FCA CEO Mike Manley shoots in the head
AutoNation CEO Mike Manley

Like GM’s Barra, Farley has family roots that tie him to Ford, although he first made a name for himself at Toyota. Since joining Ford, Farley’s singular motivation has helped elevate him to CEO in October 2020. Quick to make a decision, Farley is reshaping the automaker to embrace a future focused on electrified technologies , autonomous, connected and shared. Among his most notable actions: a plan to create Blue Oval City, a 6-square-mile all-electric manufacturing complex near Memphis, Tennessee announced in September. (Paul A. Eisenstein)

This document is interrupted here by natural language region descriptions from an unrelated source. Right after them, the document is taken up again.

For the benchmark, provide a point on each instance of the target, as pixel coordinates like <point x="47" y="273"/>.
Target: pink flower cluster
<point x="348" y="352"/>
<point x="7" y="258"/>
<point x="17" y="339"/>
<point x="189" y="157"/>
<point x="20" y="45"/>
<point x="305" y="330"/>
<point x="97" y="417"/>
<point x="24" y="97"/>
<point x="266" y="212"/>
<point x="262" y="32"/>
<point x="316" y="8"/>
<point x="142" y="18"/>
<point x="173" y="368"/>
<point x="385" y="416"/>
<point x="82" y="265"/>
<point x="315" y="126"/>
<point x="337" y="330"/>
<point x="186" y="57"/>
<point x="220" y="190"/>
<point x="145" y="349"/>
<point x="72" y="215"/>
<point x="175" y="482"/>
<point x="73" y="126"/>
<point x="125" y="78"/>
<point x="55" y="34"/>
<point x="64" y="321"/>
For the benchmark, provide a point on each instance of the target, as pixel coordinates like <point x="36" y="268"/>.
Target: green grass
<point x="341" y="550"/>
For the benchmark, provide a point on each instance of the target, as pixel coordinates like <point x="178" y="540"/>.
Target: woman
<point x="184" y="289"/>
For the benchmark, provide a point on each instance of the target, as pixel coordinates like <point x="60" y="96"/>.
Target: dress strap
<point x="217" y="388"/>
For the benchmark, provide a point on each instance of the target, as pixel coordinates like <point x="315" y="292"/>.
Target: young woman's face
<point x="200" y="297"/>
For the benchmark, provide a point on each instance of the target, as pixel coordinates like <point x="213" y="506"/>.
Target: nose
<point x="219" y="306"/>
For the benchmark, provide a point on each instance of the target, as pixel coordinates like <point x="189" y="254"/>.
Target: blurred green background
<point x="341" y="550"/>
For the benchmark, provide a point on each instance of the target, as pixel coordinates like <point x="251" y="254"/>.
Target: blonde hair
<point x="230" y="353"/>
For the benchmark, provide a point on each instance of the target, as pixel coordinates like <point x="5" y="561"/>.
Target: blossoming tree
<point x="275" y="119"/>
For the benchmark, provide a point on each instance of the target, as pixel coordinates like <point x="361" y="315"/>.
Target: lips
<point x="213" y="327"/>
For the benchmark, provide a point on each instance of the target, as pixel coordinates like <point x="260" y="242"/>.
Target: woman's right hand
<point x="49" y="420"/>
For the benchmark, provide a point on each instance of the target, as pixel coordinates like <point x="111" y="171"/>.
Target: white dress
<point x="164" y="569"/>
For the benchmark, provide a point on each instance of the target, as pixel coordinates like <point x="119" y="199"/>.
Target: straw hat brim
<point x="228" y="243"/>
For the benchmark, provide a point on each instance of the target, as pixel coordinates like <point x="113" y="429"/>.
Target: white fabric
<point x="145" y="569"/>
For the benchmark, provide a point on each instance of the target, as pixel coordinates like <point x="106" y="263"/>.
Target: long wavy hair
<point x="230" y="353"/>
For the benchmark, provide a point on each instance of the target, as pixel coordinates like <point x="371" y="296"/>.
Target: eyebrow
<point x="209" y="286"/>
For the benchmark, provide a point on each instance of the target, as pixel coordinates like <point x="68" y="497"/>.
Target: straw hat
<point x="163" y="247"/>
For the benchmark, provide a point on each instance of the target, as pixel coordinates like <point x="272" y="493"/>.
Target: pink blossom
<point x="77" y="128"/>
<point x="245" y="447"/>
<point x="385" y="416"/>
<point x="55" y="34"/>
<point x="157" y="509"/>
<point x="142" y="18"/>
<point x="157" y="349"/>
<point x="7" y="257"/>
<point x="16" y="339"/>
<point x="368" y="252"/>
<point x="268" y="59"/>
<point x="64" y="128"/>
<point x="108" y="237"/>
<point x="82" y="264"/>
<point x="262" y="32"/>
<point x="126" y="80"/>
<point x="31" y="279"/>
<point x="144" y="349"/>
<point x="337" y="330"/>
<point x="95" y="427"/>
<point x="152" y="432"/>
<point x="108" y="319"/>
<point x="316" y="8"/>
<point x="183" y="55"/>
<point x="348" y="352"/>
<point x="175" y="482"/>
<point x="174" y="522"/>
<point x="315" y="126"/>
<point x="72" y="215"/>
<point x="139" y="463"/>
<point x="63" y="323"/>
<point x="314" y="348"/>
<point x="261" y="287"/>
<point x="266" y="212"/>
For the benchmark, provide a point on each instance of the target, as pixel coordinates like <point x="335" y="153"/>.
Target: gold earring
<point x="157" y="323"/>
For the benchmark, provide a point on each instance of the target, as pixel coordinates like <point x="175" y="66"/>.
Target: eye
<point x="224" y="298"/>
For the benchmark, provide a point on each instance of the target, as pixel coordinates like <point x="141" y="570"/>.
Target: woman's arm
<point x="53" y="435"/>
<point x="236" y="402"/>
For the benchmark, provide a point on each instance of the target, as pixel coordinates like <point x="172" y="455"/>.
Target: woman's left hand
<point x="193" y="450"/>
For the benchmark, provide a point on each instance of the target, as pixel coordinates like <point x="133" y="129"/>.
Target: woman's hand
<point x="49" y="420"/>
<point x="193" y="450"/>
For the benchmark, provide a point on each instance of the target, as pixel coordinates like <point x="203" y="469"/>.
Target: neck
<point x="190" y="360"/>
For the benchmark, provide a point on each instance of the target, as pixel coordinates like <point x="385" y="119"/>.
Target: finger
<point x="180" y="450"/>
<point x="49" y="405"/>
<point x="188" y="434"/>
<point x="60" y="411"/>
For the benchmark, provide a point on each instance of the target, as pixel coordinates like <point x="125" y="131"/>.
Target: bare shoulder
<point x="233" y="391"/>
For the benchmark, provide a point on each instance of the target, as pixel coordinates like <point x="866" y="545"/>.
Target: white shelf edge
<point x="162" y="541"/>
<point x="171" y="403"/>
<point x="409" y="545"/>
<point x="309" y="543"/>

Former Fiat Chrysler CEO Mike Manley

Few were surprised when Manley announced his decision to leave the new company Stellantis last September to become CEO of AutoNation. The British-born executive has become a strange man after Fiat Chrysler and PSA announced their intention to merge. Although Manley was the CEO of FCA and a key architect of the deal, he emerged in a secondary position, leading North American operations without a seat on Stellantis’ new board of directors. Yet Manley had a significant impact on Chrysler and then FCA, driving the growth of its profitable Jeep and Ram brands, the price that made the merger possible. (Michael Strong)

Stellantis Co-Founder and CEO Carlos Tavares

Akio Toyoda
Toyota Chairman and CEO Akio Toyoda

Tavares led the negotiations creating what is now the world’s fourth largest automaker for Fiat Chrysler and the PSA Group. But he’s already proven his skills in turning around long-struggling French automaker Peugeot when he was named CEO in 2014. It revealed Tavares to be cool, serious, effective and efficient. And that should now pay off, as Stellantis is expected to post a healthy profit at the start of 2022 after only one year of operation. But the new automaker has yet to prove that it is ready for the switch to electricity. (Joseph Szczesny)

The imports

Toyota CEO and Chairman Akio Toyoda

Makoto uchida
Nissan CEO Makoto Uchida

Toyota’s CEO remains one of the industry’s most vocal leaders. A master driver and car enthusiast, he insists that Toyotas are fun to drive. He loves sports cars, but has resisted their engineering, relying on other automakers to do the heavy lifting. It is also resisting the industry’s aggressive march towards electrification as a response to climate change, emphasizing instead a range of solutions, including hydrogen fuel cell vehicles and plug-in hybrids. Under the leadership of the grandson of the founder of Toyota, the automaker will end the year as the world’s best-selling automaker. (Larry Printz)

Nissan CEO Makoto Uchida

Herbert Diess, President of Volkswagen AG
Herbert Diess, President of Volkswagen AG

The veteran CEO intervened during Nissan’s worst crisis in decades, the controversial arrest of former boss Carlos Ghon and the subsequent ousting of Hiroto Saikawa. CEO Uchida has set a goal of bringing Nissan back into the dark within two years. It implemented $ 2.8 billion in cost cuts, pushed for a smaller and updated lineup and fewer sales. The company delivered on its promises, declaring its first profitable quarter in 2021. It is revamping (read: electrifies) its portfolio, introducing its second consumer electric vehicle, the Ariya, and brought back the legendary Z car. (Michael Strong)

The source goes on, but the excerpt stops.